Transfer dough to parchment paper/baking sheet. My favorite way to do this is to use a bench scraper to fold the dough circle in half, and then in quarters. Move the quarter to the parchment paper, positioning the pointy end of the quarter at the center of the parchment. Gently unfold. Position parchment over baking sheet so that dough is centered (it’s okay to have some pieces hanging off the edge at this point).

Use kitchen scissors or a paring knife to trim any ragged edges from the dough. You want your dough circle to look pretty and smooth.

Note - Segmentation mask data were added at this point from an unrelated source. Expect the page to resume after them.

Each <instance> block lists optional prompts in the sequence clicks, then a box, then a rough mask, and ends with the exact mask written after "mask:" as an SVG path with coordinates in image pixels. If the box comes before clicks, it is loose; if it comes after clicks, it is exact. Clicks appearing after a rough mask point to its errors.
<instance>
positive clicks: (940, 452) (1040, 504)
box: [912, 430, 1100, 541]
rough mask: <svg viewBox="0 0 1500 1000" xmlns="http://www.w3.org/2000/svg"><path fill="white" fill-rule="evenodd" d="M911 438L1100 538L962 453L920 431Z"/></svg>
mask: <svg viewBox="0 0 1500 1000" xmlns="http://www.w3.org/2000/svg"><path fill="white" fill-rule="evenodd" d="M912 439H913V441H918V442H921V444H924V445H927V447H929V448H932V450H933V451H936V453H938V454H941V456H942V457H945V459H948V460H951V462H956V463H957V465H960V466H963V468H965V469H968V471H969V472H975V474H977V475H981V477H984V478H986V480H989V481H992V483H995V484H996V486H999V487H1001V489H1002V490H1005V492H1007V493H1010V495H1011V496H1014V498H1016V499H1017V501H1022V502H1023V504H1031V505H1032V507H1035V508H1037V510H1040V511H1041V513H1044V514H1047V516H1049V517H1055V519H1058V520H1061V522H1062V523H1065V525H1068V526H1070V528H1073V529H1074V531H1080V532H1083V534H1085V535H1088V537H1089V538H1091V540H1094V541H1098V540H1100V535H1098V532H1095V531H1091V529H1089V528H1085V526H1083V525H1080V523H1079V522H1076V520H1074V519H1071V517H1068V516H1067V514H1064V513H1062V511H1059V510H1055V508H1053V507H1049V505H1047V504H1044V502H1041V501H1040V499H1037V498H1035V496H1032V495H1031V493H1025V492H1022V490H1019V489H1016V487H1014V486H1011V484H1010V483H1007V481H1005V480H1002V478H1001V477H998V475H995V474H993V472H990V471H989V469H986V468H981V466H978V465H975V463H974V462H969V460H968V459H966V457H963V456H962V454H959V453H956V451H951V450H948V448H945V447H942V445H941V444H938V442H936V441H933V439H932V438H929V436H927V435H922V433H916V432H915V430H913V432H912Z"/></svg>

Begin arranging apples on the dough. Place 5-6 slices in an approximately 8 inch circle, cored sides facing inwards. You want to have a least a 2 inch border between the edge of the dough and the apples. This will be the crust that you will fold over the apples once you arrange them.

Continue adding apples in circular layers, working your way slowly toward the center. I like to arrange my apples loosely, with a 1/8 inch space between the edges the apples. For a more formal look, you could layer your apples more closely together. As you get to the center, you may need to break a few slices in half to get them to fit together.

When apple arrangement is complete, sprinkle fruit with half the sugar.

Carefully fold the dough border over the apples. The dough should pleat neatly where needed.

Sprinkle entire gallette (including crust) with remaining sugar and dash of cinnamon. Dot with butter.

Bake on the bottom rack for 35 minutes, or until apples are tender (poke with a toothpick).

Basic Pie Crust

From Rose Levy Berenbaum’s Pie and Pastry Bible. This is my no-fail, go-to pastry recipe. The final step of kneading the dough in a plastic bag seems weird, but is worth the effort.

Makes pastry for a 9 inch lattice pie, a 9 inch deep dish pie, a 10 inch pie shell, or a 12-14 inch free-form tart

9 tablespoon unsalted butter, cold and cubed

1.5 cups bleached all-purpose flour (deep and sweep method)

1/4 teaspoon salt (note: I up this to 1/2 teaspoon because I like salt)

1/8 teaspoon baking bowser (option (if not using, double the salt)

3.5-4.5 tablespoons of ice water

1.5 teaspoons cider vinegar

Divide the butter into two parts, about two thirds to one third (6 tablespoons and 3 tablespoons).

Place the flour in a food processor with the metal blade and process for a few seconds to combine. Set the bag aside.

Add the larger amount of butter cubes to the flour and process for about 30 seconds or until the mixture resembles coarse meal. Add the remaining frozen butter cubes and pulse until all of the frozen butter is the size of peas. (Toss with a fork to see it better.)

Add the lowest amount of the ice water and vinegar and pulse 6 times. Pinch a small amount of the mixture together between your fingers. If it does not hold together, add half the remaining water and pulse 3 times. Try pinching the mixture again. If necessary, add the remaining water, pulsing 3 times to incorporate it. The mixture will be in particles and will not hold together without being pinched.

Spoon the mixture into the plastic bag.

Holding the both ends of the bag open with your fingers, knead the mixture by alternately pressing it, from the outside of the bag, with the knuckles and heels of your hands until the mixture holds together in one piece and feels slightly stretchy when pulled.

Wrap the dough with plastic wrap, flatten it into a disc and refrigerate for at least 45 minutes, preferably overnight.